The best way to create retirement income
For most investors, some of the most crucial financial decisions come toward the end of their lives. Not only do you have to determine when to retire, but you have to find a means to pay for it without depleting your savings too soon.
Up until a few years ago, that meant a portfolio of blue chip stocks supported by a ladder of GICs where as much as two-thirds of your nest egg was divided equally into terms of one through five years.
Every year, you'd roll your maturing money into a new five-year certificate. If interest rates were to climb, you'd still have a chance to buy in. If rates fell, your exposure was limited.
Well, fall they did, sending many otherwise conservative retirees on a wider hunt for other guaranteed income sources from, say, government bonds.
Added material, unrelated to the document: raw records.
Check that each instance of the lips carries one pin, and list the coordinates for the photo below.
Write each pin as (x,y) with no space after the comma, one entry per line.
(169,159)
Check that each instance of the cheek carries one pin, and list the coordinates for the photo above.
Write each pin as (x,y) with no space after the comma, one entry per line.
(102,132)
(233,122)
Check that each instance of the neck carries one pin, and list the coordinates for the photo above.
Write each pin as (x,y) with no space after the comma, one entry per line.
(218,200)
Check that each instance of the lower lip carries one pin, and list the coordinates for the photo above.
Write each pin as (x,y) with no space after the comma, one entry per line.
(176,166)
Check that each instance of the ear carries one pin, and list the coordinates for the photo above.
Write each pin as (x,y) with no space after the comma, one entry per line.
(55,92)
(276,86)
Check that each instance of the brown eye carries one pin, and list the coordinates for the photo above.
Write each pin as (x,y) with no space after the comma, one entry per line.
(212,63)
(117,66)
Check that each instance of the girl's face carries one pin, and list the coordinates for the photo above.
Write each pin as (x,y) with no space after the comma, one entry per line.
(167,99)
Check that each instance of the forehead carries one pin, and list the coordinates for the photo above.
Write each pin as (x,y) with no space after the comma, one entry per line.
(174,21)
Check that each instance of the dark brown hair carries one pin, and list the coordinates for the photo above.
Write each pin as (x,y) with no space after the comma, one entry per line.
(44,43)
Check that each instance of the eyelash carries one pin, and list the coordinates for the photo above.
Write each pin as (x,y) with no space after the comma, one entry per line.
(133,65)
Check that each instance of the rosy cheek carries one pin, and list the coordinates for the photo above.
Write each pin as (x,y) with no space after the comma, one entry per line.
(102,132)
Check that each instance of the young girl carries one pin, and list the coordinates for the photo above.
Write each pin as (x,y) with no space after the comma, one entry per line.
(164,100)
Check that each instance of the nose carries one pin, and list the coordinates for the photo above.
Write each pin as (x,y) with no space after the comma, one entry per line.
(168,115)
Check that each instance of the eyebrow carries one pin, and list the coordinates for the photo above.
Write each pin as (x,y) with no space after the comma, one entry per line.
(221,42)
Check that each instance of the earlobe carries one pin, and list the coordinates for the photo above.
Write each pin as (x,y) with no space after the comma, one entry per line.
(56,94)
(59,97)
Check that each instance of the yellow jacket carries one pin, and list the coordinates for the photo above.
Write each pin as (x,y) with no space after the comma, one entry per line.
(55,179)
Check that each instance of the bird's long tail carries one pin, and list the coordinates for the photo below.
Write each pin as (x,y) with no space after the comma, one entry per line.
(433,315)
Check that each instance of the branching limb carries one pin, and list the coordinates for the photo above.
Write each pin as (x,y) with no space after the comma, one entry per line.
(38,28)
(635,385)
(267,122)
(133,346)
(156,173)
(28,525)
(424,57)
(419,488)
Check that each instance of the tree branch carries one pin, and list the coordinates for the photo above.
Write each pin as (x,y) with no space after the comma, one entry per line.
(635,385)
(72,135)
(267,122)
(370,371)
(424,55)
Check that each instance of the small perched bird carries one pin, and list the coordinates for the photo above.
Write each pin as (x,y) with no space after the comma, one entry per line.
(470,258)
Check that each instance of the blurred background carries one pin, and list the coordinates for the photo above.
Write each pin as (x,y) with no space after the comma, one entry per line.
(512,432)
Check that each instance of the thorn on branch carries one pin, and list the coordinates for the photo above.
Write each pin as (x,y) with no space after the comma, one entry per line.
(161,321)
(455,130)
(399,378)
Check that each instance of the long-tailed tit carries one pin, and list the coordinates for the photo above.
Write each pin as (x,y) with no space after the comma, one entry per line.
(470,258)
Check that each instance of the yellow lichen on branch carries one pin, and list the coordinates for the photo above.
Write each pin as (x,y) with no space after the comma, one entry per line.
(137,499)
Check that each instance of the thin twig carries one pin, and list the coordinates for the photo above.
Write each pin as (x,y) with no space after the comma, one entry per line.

That, boosted by some capital gains as rates fell, worked for awhile but the yield on five-year Government of Canada Bonds was just 1.35 per cent recently. And 10-year-bonds aren’t that much higher.
So, what to do?
Instead of simply locking in assets this way and using interest payments and periodic withdrawals to create some income, researchers such as York University professor Moshe Milevsky have suggested that retirees might be better off allocating their money among a broader variety of retirement-income options.
Milevsky recommends placing your assets into distinct categories, or silos, each with unique features and guarantees designed to take the edge off the worrisome issues you’re likely to face in retirement.
It’s quite a long list of worries.
It includes, for instance, watching inflation nibble at your money, losing too much too early in a "down" market without the time to make it up, paying a whack of taxes, leaving a legacy or simply living longer than you bargained for.
Recently, Wade Pfau, an economics professor at the National Graduate Institute for Policy Studies in Japan, tried to build a comparative framework to help those grappling with these decisions.
Over and above simply putting your money in the bank, he looked at using stocks, bonds, annuities (both straight life and indexed), as well as managed programs that come equipped with guaranteed lifetime withdrawal benefit (GLWB) riders to fund those later years.
When you sign up for an annuity, you give an insurance company a chunk of money and it agrees to send you a monthly cheque for a certain period of time or for the rest of your life, no matter how long you live. For a slight cost, you can also add inflation protection to the mix.